Austin Dillon might not have enjoyed the same domination that he did in the previous Nationwide visit to Kentucky Speedway when he claimed his maiden series win with victory in the Feed the Children 300 night race in June after leading 192 of the 200 race laps, but a problem-free run or the #3 put him on top at the same time that his rivals succumbed to accidents and technical gremlins.

"We weren't the best car, but we were able to fight, fight, fight and get out in front there at the end," said Dillon on victory lane. "When we got the chance to take the lead, I just took it."

Stenhouse had got the better start to the Kentucky 300 on the inside line in the Saturday afternoon sunshine, managing to pull up in front of pole sitter Dillon right before a rapid first caution came out for Joe Nemechek spinning on the backstretch. Even though less than two laps had passed under green, Kurt Busch had already improved to 27th place after having been forced to start from the back of the 43-car grid because of having missed qualifying while heading up from New Hampshire where he is also competing in this weekend's Sprint Cup race.
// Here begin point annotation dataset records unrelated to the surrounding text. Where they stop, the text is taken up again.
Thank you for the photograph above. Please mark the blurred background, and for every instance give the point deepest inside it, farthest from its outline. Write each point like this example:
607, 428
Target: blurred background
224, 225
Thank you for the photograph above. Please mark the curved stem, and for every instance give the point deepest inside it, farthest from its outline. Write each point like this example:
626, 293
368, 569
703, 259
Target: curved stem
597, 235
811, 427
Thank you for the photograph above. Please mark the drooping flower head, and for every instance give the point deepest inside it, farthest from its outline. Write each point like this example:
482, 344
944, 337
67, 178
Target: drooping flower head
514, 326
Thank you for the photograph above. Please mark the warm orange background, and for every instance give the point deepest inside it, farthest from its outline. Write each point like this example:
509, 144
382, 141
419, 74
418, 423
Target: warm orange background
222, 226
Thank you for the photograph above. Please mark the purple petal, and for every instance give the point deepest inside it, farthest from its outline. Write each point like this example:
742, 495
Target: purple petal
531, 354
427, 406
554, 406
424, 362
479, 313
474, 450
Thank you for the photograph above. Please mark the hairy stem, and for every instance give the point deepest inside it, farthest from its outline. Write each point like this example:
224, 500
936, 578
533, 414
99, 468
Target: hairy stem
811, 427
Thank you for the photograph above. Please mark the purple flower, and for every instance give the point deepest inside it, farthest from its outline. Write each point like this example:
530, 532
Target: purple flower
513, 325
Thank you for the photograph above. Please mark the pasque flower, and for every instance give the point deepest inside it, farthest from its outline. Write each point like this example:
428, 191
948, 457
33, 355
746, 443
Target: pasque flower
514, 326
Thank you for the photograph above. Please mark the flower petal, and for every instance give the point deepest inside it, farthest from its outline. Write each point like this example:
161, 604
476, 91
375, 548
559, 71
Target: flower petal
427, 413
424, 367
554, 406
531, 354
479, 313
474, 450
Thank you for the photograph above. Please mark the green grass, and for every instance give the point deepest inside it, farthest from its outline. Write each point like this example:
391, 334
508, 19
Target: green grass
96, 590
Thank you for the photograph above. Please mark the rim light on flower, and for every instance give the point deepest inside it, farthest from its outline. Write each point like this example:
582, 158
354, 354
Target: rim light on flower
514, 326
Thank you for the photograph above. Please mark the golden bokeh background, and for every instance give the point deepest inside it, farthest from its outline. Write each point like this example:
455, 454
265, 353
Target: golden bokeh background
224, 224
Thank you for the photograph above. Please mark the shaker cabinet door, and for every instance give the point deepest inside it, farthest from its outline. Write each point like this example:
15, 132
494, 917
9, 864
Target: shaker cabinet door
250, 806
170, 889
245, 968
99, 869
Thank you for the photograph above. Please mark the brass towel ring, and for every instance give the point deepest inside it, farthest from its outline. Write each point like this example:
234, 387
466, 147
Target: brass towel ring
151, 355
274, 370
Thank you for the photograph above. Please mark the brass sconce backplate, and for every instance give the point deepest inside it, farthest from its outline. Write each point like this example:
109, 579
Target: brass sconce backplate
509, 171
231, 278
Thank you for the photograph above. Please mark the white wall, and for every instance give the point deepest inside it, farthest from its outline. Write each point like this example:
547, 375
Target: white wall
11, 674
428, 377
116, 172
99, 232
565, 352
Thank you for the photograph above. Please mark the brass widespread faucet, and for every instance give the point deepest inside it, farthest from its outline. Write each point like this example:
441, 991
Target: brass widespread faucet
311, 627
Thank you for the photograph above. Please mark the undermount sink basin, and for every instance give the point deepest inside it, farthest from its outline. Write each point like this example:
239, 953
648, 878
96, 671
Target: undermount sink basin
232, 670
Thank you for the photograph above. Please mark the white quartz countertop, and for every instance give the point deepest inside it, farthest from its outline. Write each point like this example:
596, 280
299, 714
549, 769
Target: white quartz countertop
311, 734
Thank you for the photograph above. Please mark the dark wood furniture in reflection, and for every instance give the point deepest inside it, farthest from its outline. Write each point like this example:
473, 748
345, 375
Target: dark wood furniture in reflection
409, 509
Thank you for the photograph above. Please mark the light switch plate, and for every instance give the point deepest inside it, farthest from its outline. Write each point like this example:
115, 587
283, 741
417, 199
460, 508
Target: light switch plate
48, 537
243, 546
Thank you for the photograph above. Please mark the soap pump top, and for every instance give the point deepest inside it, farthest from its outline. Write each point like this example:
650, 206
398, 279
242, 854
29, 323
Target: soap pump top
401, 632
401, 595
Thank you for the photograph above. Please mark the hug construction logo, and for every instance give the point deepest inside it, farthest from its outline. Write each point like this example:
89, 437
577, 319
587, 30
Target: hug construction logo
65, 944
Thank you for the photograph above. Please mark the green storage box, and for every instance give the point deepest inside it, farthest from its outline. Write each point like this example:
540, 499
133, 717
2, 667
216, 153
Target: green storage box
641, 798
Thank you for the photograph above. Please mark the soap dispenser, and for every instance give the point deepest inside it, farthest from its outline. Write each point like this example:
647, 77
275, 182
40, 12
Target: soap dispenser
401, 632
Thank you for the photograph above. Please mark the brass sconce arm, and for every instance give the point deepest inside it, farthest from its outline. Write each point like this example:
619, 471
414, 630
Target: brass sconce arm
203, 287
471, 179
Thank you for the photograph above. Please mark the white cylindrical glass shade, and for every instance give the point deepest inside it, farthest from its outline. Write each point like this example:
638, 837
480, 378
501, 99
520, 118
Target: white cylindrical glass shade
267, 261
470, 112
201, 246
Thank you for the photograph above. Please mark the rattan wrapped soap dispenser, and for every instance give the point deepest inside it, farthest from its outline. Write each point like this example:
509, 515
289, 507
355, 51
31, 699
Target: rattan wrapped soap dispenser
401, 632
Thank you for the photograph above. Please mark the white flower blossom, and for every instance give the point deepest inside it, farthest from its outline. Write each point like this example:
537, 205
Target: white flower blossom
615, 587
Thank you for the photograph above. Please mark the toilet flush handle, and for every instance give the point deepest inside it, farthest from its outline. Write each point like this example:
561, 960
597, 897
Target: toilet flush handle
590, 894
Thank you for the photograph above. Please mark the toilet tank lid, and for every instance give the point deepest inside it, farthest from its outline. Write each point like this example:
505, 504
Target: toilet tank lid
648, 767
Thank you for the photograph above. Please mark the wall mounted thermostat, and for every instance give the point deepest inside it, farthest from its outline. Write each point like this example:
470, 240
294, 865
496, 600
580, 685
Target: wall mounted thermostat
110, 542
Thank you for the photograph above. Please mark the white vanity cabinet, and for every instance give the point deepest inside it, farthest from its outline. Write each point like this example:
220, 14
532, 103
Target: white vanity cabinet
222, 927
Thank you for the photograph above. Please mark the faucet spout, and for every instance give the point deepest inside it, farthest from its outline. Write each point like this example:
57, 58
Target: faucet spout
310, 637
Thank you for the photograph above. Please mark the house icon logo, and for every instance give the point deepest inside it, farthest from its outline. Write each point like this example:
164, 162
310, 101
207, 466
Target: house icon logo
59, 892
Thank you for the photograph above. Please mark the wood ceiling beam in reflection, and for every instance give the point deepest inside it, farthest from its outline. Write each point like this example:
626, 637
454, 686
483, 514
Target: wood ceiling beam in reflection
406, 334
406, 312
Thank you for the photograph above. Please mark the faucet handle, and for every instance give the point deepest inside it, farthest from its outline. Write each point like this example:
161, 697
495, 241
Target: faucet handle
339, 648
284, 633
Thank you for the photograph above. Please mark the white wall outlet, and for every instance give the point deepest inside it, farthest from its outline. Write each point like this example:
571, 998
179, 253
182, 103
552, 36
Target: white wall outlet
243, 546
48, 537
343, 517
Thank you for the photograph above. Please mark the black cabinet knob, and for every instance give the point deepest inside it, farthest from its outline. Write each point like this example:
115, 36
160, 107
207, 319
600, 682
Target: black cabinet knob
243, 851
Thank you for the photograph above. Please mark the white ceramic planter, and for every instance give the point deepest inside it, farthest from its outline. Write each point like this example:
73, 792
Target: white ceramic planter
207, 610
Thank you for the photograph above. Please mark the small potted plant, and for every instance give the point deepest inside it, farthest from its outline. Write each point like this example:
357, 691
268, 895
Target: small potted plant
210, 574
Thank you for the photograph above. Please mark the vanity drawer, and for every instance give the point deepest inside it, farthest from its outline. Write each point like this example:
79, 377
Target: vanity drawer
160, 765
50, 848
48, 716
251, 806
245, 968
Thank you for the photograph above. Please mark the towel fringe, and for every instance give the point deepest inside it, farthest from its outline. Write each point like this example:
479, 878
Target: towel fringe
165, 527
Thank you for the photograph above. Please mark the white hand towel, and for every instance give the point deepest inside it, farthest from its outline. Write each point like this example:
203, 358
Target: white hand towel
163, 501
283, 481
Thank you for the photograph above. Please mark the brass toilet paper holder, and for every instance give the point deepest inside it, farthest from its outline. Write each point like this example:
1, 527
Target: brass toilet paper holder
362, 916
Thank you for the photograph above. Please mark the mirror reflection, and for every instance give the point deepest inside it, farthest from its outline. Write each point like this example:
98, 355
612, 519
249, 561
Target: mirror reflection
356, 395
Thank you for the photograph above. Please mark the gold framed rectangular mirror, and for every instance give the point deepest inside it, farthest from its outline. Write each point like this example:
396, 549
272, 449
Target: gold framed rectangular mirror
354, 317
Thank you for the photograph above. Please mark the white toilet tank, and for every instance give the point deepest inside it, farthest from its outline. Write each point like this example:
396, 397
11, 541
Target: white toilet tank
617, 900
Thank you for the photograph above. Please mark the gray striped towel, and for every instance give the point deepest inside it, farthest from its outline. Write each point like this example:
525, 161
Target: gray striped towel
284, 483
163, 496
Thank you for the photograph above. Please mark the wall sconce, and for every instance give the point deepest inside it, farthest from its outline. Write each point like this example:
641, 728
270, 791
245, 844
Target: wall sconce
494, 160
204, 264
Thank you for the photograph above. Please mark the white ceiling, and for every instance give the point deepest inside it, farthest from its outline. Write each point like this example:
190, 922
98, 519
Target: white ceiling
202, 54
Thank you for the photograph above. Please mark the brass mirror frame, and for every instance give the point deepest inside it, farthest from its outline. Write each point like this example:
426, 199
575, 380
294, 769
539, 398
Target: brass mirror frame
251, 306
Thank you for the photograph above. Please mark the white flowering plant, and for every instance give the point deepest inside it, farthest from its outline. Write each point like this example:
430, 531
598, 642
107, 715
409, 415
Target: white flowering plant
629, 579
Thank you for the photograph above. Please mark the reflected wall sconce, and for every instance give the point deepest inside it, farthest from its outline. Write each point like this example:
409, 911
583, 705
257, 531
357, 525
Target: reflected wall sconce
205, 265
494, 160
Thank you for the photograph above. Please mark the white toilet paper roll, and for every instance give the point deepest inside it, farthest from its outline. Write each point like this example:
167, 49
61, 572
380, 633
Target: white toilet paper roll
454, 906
Stenhouse kept the lead at the restart on lap 6 - although he was warned by officials for being too slow to the green flag - while behind him Sam Hornish Jr. gave a light tap on Austin Dillon's shoulder and helped himself through into second place. Then another rapid caution materialised, this time for Brad Sweet spinning in turn 3 and being lucky not to be collected by either the wall or the oncoming pack of traffic.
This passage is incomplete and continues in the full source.